Does Japan undervalue women?

[:en]This week, the Financial Times – which is usually very balanced in its coverage of Japan – ran a piece with a headline condemning “Japan’s culture of discrimination” against women.

Gender roles in Japan often provoke negative reporting in the international media.

For example, the Diplomat recently ran an article about Japan’s “embarrassing ranking” in the latest global gender gap index. Apparently, it  ranked 111th out of 144 countries, just behind Ethiopia and Nepal.

Womenomics

Actually – as is often the case on the website version of newspaper pieces – the headline in the FT suggested more drama than the actual article.

The piece was by the Tokyo Bureau Chief, Robin Harding and Kana Inagaki, a female correspondent who was brought up in the US. They explained that there has been slow progress in the number of high level managerial jobs obtained by women in Japan, despite a push by Prime Minister Shinzo Abe to open up the boardrooms of large organisations to women.

This policy is known as Womenomics. Everyone in Japan is familiar with the term.

Although women may not be making the board very often, they are working more. The FT article also makes the point that a sharp increase in the rate of female employment has been an important factor in terms of the country’s recent strong economic growth.

Family or job?

That reminded me that until fairly recently, most women in Japan would have regarded it as crucially important that they were able to marry and have a family before considering what they might do as a job.

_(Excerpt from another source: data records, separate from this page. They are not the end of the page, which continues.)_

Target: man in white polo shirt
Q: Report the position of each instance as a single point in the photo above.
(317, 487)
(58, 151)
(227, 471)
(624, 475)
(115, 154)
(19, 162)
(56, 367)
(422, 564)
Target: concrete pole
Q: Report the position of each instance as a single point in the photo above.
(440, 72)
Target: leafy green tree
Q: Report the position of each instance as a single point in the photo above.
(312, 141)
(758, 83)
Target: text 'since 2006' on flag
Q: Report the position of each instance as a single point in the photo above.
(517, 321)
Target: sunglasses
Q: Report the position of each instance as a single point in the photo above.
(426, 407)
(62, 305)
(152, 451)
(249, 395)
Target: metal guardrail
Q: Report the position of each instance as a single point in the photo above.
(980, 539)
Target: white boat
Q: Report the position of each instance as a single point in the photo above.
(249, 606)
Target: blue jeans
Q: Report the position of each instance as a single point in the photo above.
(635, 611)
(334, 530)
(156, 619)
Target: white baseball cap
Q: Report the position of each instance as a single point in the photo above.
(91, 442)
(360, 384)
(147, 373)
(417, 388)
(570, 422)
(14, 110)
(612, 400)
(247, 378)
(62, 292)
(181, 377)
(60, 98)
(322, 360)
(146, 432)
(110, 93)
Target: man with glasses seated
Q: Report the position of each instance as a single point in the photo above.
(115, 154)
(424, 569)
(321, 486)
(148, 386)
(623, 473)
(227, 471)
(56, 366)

I was discussing this issue with friends the other day when a Japanese woman asked me whether I, as a foreigner, thought that Japanese women “look unhappy” about their work situation.

A glance around the table suggested no such thing.

We were having lunch with a family in which the mother has a full-time role caring for two young children and the father has a stimulating and well paid job at a university.

All four of them looked extremely happy and close.

Who’s happy?

My friend’s question left me wondering about the most helpful way to think about gender in a country like Japan. Is it appropriate to judge Japanese women harshly for being less “successful” than women in other countries?

I often hear women in Japan say that they have little wish to be burdened with the heavy obligations, long hours and boring meetings which go with senior roles in big companies.

That’s not to say that they don’t want to work hard or to be leaders: it’s more that the idea of being a “salaryman” of a different gender doesn’t sound particularly appealing.

Ask women if they’d like a well paid exciting job, though, and most of them say yes – provided they also have the freedom to pursue their own interests and, in many cases, have time for a rewarding family life.

Outside perspective

Women’s roles are going through profound change.

I think the best way for an outsider to understand the role of women – and men – is to try to gain a feel for the value system which guides Japanese society.

Otherwise, there’s a danger that foreigners will go seeking signs of discrimination – whereas in fact most women are asking themselves how they can best find happiness, in accord with their personal values and social expectations.